Version 10.4 of OPM automatically creates a default containment relationship.
For question 5 I believe your question is in regards to topic "Define a data model"; your link brings us to the home page.
I have read the OPM documentation... but It doesnt give me a clear idea.1 person found this helpful
For question 5 the question is in regards to topic "Define a data model"
For (3) - no, every entity must be contained by another entity - you can only create an entity instance if you have the containing entity instance. This is what I call the "brain-attic" axiom - you shouldn't store knowledge if it is unrelated to the scenario being modelled.1 person found this helpful
For (5) - you can create a containment relationship between "the child" and "the friend", and that is what the example is illustrating - only "the child" has the containment relationship from the global entity.
(For the meaning of "brain-attic", see http://www.literature.org/authors/doyle-arthur-conan/study-in-scarlet/part-01/chapter-02.html)
Thanks Brad.. However for the point 5.. the OPM helps says..
"Containment relationships are also required for the Friend and School entities, since the above relationships for these entities are not suitable "to-one" relationships. We would define:
Global entity and Friend (the friends): this is a one-to-many containment relationship.
Global entity and School (the schools): this is a one-to-many containment relationship. "
As you point out, if there is always a strict -to-one relationship, you can model it using a straightforward containment relationship.
I.e. if a child can always ever go to one school, then you can contain children in schools.

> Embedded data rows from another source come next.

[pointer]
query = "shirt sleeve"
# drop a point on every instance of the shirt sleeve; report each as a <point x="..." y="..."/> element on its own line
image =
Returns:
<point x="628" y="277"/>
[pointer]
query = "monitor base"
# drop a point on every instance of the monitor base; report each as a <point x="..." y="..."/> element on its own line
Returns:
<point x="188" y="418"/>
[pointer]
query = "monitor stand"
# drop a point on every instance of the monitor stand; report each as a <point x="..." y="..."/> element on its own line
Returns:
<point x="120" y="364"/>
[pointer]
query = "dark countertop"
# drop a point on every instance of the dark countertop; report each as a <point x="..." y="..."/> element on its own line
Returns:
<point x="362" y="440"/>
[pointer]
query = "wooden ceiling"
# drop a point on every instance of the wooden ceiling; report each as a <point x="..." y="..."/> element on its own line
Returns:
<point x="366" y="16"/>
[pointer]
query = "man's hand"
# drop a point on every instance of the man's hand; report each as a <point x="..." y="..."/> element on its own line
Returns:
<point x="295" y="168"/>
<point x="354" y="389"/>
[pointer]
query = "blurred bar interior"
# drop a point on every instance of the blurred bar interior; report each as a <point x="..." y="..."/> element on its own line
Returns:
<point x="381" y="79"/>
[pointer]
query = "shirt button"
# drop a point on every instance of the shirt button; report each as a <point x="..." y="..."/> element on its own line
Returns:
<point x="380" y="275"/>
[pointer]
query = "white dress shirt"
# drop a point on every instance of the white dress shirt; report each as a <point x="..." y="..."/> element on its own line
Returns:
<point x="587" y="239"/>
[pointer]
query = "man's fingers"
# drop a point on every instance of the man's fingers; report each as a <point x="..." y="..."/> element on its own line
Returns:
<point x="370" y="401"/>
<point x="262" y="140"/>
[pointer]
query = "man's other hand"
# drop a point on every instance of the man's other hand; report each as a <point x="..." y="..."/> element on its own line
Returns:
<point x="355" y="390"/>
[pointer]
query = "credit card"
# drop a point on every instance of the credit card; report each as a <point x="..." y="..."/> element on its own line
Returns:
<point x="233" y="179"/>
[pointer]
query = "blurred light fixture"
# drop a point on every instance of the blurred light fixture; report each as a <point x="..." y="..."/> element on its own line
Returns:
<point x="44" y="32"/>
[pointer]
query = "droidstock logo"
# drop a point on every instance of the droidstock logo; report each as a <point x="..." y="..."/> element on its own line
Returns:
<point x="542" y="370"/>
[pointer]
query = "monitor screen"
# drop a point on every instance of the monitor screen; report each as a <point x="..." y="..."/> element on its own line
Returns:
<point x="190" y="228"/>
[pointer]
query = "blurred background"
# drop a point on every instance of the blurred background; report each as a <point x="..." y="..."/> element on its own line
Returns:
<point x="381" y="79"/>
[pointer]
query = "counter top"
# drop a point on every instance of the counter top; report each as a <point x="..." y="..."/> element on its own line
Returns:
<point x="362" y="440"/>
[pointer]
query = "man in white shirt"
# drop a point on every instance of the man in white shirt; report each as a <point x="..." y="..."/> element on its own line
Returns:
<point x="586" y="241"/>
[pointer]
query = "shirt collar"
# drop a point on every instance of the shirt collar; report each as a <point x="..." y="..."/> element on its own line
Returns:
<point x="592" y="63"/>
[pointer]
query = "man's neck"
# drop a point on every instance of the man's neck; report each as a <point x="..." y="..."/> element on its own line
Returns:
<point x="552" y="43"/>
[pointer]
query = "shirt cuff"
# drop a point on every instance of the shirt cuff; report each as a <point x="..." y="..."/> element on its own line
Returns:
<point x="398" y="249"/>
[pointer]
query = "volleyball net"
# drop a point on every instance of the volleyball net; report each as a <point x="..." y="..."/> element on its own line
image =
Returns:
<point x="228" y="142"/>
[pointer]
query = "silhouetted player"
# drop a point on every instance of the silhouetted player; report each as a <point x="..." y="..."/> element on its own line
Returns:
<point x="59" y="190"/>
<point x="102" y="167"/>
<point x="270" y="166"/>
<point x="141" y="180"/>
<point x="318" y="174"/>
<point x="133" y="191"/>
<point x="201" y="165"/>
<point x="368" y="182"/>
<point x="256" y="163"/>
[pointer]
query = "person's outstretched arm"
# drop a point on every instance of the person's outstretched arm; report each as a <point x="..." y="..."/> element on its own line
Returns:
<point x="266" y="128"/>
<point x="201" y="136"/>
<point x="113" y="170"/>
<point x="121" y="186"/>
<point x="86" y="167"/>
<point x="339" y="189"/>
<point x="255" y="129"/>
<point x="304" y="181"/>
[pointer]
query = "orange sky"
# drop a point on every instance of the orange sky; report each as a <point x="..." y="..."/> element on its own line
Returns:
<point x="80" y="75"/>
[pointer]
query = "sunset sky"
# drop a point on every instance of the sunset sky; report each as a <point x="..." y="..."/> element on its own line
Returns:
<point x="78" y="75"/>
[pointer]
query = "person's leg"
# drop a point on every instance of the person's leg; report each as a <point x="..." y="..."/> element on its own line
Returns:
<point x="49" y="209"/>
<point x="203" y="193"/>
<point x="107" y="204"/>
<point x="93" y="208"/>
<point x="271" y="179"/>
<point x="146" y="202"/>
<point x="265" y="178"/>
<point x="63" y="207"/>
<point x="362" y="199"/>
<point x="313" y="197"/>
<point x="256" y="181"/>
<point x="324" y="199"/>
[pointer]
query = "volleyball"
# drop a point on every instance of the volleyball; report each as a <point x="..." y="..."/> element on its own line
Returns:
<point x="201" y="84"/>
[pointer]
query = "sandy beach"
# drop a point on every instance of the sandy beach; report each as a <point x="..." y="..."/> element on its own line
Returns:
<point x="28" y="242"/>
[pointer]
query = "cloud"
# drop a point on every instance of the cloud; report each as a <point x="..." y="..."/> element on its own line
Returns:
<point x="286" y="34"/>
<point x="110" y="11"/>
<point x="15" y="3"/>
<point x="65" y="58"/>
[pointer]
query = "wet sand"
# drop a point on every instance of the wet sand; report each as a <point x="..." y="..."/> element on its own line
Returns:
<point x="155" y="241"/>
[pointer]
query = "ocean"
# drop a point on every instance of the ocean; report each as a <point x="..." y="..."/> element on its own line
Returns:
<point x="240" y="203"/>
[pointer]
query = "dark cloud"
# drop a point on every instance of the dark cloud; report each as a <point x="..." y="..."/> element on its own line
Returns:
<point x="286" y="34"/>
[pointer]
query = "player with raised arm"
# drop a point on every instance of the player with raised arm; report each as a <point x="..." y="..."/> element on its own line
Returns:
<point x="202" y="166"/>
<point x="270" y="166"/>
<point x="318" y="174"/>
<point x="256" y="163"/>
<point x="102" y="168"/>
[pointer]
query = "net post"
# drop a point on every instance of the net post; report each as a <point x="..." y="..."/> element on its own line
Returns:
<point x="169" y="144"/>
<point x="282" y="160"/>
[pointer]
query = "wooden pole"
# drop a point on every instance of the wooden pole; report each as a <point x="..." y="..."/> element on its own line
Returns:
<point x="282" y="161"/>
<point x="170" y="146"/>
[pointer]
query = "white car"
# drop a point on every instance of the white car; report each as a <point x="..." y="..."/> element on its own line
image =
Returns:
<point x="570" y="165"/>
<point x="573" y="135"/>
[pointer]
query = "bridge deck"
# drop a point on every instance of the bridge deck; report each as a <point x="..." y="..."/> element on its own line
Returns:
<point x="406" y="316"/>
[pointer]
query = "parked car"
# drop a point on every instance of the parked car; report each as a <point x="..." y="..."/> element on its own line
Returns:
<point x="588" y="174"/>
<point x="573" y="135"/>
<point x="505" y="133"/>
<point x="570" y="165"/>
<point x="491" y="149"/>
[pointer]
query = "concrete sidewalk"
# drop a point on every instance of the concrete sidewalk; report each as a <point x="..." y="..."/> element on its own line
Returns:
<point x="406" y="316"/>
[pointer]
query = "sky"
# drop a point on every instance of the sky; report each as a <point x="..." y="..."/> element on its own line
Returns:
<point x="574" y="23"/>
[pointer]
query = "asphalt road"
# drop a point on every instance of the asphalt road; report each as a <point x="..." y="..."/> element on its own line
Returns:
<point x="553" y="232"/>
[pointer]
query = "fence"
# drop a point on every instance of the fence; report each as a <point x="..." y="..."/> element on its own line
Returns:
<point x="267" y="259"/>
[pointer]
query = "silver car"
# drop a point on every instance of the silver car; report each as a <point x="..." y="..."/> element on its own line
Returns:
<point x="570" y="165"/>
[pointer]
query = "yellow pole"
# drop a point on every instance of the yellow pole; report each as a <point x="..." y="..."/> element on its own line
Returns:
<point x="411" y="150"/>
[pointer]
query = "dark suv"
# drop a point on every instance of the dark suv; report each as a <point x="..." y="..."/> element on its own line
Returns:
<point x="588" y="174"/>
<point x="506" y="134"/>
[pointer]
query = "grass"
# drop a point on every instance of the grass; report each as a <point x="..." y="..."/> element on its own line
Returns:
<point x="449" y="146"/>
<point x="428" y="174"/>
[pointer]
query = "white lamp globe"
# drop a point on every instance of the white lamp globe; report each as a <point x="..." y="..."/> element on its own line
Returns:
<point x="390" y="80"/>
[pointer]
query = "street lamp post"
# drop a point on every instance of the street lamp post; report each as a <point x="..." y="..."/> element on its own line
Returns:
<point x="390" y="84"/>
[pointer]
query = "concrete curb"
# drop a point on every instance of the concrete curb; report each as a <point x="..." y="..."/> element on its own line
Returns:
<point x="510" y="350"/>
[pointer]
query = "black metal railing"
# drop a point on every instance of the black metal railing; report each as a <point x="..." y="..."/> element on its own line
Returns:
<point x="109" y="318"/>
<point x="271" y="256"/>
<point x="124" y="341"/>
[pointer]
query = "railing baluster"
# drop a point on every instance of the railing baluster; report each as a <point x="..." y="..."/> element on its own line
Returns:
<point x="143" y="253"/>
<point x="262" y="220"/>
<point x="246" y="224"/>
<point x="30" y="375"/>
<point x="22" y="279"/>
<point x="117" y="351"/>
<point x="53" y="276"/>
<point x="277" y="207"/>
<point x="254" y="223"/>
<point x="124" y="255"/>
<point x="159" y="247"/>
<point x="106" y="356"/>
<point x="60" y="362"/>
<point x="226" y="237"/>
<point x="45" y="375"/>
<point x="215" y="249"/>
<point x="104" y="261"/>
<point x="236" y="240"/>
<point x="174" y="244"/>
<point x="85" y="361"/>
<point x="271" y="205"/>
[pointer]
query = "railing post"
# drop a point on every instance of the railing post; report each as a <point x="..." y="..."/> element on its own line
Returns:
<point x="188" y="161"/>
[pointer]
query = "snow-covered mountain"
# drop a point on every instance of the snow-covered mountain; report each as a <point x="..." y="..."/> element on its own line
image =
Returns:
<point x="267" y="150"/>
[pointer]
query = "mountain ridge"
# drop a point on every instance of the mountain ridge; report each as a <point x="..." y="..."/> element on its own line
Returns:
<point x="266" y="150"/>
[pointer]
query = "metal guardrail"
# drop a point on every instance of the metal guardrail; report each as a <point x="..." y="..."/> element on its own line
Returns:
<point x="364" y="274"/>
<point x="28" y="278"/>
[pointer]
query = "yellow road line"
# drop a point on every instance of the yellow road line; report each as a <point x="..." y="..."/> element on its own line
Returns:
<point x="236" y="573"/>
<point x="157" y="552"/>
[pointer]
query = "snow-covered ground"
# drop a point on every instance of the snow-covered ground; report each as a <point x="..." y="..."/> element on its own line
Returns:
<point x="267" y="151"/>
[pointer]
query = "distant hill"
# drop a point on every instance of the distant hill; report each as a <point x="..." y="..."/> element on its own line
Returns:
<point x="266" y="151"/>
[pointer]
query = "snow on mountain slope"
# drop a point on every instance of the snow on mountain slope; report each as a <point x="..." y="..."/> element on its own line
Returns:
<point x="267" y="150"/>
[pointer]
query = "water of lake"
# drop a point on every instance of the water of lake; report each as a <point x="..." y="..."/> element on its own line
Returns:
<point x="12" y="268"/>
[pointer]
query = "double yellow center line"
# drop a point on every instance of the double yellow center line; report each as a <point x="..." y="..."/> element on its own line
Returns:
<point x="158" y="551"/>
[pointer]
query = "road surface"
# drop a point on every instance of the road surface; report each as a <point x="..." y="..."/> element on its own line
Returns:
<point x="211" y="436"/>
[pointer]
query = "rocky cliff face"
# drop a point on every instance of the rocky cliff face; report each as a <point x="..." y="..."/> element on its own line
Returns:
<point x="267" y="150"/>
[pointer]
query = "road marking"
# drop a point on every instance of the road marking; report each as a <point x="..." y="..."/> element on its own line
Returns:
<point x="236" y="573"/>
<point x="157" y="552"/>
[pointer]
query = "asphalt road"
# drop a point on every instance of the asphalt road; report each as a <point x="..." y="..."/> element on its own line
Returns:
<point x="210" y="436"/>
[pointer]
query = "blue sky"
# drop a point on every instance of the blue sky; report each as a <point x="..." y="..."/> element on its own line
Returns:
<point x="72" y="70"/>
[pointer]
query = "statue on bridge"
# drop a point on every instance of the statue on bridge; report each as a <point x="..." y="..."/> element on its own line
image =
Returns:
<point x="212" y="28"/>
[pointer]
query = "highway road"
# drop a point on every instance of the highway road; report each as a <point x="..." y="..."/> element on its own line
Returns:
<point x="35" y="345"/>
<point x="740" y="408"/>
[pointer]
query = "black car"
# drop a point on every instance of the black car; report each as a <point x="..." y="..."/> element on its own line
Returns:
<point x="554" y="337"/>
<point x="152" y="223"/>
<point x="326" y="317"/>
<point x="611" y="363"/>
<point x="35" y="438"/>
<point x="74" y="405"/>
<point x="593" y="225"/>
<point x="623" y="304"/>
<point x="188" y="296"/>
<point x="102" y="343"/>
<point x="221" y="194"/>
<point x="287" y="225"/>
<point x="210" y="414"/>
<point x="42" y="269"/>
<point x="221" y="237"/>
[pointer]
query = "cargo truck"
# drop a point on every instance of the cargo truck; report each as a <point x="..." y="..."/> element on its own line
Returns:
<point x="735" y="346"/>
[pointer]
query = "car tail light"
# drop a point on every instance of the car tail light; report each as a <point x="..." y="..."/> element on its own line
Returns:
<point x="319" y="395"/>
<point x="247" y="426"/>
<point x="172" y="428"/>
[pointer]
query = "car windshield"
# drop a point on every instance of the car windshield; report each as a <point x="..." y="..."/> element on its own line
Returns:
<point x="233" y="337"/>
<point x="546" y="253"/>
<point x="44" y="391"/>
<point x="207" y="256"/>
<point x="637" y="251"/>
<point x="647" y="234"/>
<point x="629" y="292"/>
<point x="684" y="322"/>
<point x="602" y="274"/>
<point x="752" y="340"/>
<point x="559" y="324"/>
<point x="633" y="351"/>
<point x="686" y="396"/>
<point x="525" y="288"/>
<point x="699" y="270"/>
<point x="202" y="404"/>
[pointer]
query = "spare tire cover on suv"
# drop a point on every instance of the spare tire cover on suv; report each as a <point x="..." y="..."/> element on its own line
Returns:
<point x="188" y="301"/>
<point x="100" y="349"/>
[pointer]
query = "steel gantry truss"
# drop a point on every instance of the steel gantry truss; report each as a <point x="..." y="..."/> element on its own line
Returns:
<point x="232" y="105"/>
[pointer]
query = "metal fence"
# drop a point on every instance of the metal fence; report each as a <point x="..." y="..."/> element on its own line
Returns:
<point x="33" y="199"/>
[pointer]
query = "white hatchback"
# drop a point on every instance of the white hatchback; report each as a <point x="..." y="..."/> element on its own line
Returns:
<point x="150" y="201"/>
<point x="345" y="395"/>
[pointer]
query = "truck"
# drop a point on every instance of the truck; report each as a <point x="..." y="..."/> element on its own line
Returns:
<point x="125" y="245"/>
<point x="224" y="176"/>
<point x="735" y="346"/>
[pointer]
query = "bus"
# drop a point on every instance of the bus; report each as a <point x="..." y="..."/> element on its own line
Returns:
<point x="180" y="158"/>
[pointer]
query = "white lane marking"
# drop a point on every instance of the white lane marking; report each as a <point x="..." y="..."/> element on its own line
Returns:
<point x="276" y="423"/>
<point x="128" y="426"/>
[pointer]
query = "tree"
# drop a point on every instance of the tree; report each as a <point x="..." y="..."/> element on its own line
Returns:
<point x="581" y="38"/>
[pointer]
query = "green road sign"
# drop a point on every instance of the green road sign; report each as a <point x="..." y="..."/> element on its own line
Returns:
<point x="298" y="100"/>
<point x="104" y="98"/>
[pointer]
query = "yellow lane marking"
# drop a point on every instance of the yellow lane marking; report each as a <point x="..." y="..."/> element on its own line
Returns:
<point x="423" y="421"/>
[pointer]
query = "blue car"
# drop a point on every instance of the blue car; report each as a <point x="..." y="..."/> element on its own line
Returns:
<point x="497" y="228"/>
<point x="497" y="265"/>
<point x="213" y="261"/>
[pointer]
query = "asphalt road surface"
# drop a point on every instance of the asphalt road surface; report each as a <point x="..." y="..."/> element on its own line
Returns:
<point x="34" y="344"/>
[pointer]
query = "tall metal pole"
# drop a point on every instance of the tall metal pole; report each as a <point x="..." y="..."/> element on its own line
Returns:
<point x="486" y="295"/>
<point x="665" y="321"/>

However, if there is ever a situation where the relationship between children and schools is more nuanced - e.g. they can move between schools over time, or can attend more than one school - and you don't want to duplicate the child into each school they are in - then you will need to have both the children and the schools be contained by the Global entity, and build a relationship, or set of relationships, between them to reflect the actual situation.
Davin has already answered this, so I'll just point out that the example is merely one way to implement a set of containment relationships, and it is up to the rule modeller to decide what the most appropriate source and target entities are for each containment relationship. The global entity is usually chosen as the source entity of a containment relationship because this allows other entities to define many-to-many relationships involving the entity.